Nance scrambled down the bank and accepted the fluttering charges, then watched with liveliest interest the buoyant figure in the light suit go swinging up the road. There was something tantalizingly familiar in his quick, imperious manner and his brown, irresponsible eyes. In her first confusion of mind she thought he must be the prince come to life out of Mr. Demry's old fairy tale. Then she caught her breath.

"I believe it's that Clarke boy!" she thought, with rising excitement, "I wonder if he'd remember the fight? I wonder if he'd remember me?"
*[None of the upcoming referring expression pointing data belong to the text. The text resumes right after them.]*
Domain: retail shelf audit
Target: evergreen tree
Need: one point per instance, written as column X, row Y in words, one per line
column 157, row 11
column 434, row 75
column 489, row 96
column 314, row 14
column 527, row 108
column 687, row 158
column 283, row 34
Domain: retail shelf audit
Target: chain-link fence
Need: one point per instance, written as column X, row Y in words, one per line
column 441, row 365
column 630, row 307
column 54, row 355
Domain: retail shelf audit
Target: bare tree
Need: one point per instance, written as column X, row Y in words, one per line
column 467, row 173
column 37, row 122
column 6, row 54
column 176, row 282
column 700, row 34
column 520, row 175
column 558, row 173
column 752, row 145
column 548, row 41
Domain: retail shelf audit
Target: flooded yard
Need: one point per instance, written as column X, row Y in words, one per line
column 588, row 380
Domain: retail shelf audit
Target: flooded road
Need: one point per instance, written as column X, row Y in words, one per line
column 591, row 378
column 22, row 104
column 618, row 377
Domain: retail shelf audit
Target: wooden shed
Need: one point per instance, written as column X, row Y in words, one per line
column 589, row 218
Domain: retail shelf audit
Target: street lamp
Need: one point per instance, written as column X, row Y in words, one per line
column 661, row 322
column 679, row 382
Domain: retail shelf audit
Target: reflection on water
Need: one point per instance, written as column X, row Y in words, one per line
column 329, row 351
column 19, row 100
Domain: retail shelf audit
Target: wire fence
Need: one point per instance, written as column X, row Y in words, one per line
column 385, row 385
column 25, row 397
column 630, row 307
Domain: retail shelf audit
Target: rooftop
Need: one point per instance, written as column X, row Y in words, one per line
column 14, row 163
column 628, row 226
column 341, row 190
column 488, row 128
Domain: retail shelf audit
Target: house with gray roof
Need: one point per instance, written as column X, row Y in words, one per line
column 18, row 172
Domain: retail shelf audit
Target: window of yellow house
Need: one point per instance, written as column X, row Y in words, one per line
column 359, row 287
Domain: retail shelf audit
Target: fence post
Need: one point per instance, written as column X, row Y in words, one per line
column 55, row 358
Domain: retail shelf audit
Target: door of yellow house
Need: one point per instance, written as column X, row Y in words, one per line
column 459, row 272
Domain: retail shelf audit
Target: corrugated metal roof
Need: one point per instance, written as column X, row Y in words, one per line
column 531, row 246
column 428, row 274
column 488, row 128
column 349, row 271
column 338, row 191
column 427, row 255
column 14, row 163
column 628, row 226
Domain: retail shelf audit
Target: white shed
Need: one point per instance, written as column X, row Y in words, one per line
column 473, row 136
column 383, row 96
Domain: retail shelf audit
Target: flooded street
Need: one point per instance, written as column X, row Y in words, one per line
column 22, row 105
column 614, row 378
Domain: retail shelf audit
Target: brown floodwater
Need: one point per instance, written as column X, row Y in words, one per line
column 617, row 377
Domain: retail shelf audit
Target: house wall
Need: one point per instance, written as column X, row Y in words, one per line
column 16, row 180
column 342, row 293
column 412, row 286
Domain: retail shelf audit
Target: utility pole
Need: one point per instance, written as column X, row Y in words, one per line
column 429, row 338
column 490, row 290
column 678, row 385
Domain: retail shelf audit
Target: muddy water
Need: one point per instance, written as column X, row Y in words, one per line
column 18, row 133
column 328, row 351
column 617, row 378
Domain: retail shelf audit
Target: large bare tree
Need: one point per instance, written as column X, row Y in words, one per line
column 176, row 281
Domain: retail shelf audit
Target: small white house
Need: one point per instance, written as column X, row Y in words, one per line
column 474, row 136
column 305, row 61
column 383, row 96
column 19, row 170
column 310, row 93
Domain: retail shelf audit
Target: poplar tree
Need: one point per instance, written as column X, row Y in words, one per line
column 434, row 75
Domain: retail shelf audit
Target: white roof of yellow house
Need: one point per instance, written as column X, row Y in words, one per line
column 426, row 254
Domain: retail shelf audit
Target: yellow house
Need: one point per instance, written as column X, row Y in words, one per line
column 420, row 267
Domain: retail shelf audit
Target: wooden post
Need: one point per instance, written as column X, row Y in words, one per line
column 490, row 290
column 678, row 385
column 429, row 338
She went over to the automobile and ran her fingers over the silver initials on the door.

"M.D.C," she repeated. "It is him! It is!"

In the excitement of her discovery she relaxed her grasp on the pigeons, and one of them escaped. In vain she whistled and coaxed; it hopped about in the tree overhead and then soared away to larger freedom.

Nance was aghast at the catastrophe. She did not wait for the owner's return, but rushed headlong down the road to meet him.

"I let one of 'em go!" she cried in consternation, as he vaulted the fence and came toward her. "I wouldn't 'a' done it for anything in the world. But I'll pay you for it, a little each week. Honest I will!"

The handsome boyish face above her clouded instantly.

"You let it go?" he repeated furiously. "You little fool you! How did you do it?"

Nance looked at him for a moment; then she deliberately lifted the other pigeon as high as she could reach and opened her hand.